I’ve been totally absent for a while, but it’s not actually related to the fire which has now burned 43 square miles of the desert. I’ve been completely without Internet access until yesterday.
The fire is still raging, only 40 miles from my home. This is Day 12 and the fire is now 45% contained.
It’s looking like we’ll be fine at this point. The fire is moving away from us, leaving the previously burnt area as a firebreak between us and the active blaze.
It’s not time for a sigh of relief yet, but at least I don’t have to hold my breath any longer.
Yesterday, it was 117 degrees outside. Today it will be that hot again. And tomorrow. And the next day. It’s also a little bit more humid than usual, which means that our lovely swamp coolers aren’t working.

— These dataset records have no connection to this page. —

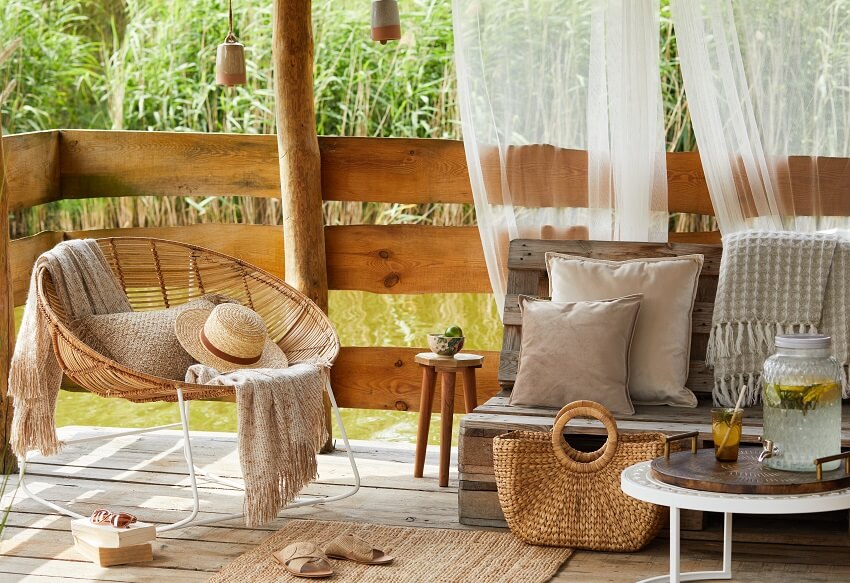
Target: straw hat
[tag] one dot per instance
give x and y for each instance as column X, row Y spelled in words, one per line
column 228, row 337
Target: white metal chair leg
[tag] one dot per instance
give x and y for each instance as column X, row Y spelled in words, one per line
column 187, row 453
column 193, row 471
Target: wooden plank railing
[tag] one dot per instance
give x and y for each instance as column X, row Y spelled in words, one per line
column 385, row 259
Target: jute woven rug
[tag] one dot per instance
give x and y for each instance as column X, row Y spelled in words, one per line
column 421, row 554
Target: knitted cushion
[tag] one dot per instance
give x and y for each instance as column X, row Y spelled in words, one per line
column 144, row 341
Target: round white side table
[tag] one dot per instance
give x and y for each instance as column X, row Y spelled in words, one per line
column 637, row 481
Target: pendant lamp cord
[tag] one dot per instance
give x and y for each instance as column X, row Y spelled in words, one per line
column 231, row 38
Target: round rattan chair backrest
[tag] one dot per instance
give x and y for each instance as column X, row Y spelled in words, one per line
column 157, row 274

I’ve started putting big blocks of ice in the chickens’ water to keep them cool. I lost one to the heat 2 days ago. The poor little things really don’t appreciate this sudden hot weather! The last few weeks have been in the 90s and low 100s.

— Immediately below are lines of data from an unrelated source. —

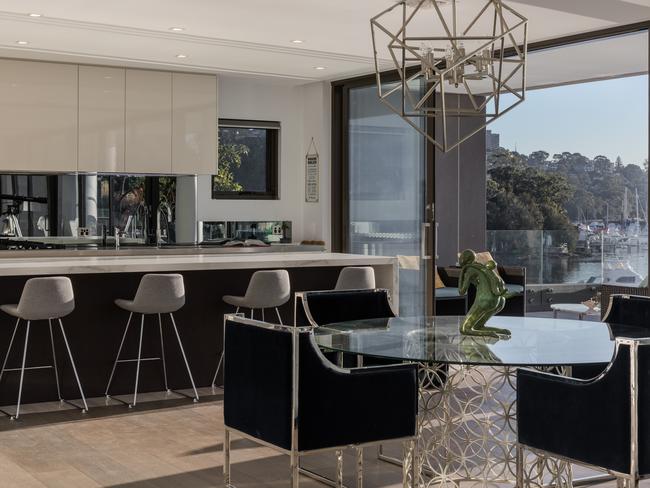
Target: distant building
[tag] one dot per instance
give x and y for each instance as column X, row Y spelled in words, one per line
column 492, row 141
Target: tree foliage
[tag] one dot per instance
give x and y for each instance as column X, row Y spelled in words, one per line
column 540, row 192
column 230, row 158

I also gave the chickens a beach umbrella to give them a larger shady area.
No pictures today because my improv chicken run isn’t very pretty. We’re still in the process of building a larger coop and run.
Here’s a quick kitchen tip, though: delicious and easy baked salmon. Usually salmon turns out horribly dry and tasteless, but not when it’s cooked like this!
1. Slice a lemon and an orange into thin, round slices.
2. Place salmon pieces on baking sheet
3. Layer lemon and orange slices under and on top of the salmon, like this:
Bake as directed on the fish package. You might have to add a few minutes of cooking time – the citrus makes the fish cook a bit more slowly. This fish turns out lovely and moist, with great citrus flavor! It’s super easy, too.